JNI-performance - Is it really that fast?

Wed Mar 26 03:26:40 UTC 2008

>

Following up on the other part of the your email ...

> I was asking because I did some benchmarking and (on my dual-core
> machine, with an obscure microbenchmark) the grabbing the AWTLock for
> a 1x1 rectangle takes almost as much time as the whole Xlib-processing
> + JNI-overhead.
>
> The code looks like:
> SunToolkit.awtLock();
> long xgc = validate(sg2d); //simple, pure Java method
> XFillRect(sg2d.surfaceData.getNativeOps(), .....); // native method
> SunToolkit.awtUnlock();
>
> 10mio 1x1 rect:
> 600ms native method commented out
> 850ms locking commented out.
> 1400ms locking+native method
>
> The numbers include all the code-path from Graphics.fillRect() up to
> X11Renderer.fillRetc.
>
> As you can see locking (at least on my machine) is almost as expensive
> as the JNI-Downcall and the real work together. I used the
> server-compiler.
>
> The AWTLock was a java-monitor till JDK5 (not 100% sure), but was a
> victim of contention because it was used also from native code and
> sometimes from multiple threads (but I guess it was not heavy
> contended in most cases).
> IN JDK6 it was replaced with a ReentrantLock, some features like
> tryLock() where used to implement the new OpenGL pipeline ...
> performance also improved.

I recall discussions with the 2d folks on that topic.

>
>
>> In your case if the lock is ever shared -- that is, locked by  
>> multiple
>> threads during its lifetime -- then biased locking probably won't
>> provide the latency reduction benefit you're after.   The object will
>> likely become unbiased at some point.  I suspect that sharing will
>> ultimately occur in your case, but be infrequent, correct?
>
> Exactly, the most likely scenary is that there is one rendering-thread
> which does million of locks, and a few other calls from native code
> (currently they upcall from C to lock the ReentrantLock).
> It could also happen that there are two or more active rendering
> threads at the same time, but this is not really common and a fallback
> to unbiased would be totally ok.
> Wouldn't be a BiasedLock something worth to implement, maybe with the
> possibility how fast/likely the Lock can become unbiased?

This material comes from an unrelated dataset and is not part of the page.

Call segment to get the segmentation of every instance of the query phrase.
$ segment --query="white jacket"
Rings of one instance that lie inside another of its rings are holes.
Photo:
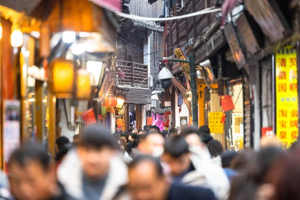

Unbiasing a lock, or more properly revoking its bias, can be  
exceptionally expensive.   In the extreme case it might require a full  
stop-the-world thread rendezvous to ensure there are no races between  
the revoking thread and the bias holding thread.  (Ken's oopsla paper  
describes some ways to mitigate that cost).   While it's not strictly  
fundamental to biased locking, the mechanism today also makes good use  
of the fact that we know that synchronization -- enter and exit  
operations -- are typically balanced ("last locked is first unlocked")  
allowing the JVM to hide additional locking information on the  
stack.   A BiasedLock in the vein of ReentrantLock wouldn't have that  
property, making the implementation a bit more complicated.    
Generally, though, BiasedLock seems like a bet in the wrong  
direction.   If you suspect that biased locking would be a win then  
for the most part you'd be better off with synchronized instead of yet  
another special construct.   (I worry too that things like BiasedLock  
don't necessarily age well. Biased locking is purely a response to  
processor-local CAS/cmpxchg latency.  As processor vendors have turned  
their attention to the issue the latency has shown relative  
improvement so today's good idea might be tomorrow's legacy baggage  
that needs to be towed around in perpetuity).

Regards
Dave

>
>
> However this really has not a lot prioritry to me ... I really should
> care about other things ... somehow I entraped into this when deciding
> the design of my XRender-Java2d pipeline. Sorry for all the traffic...
>
> lg Clemens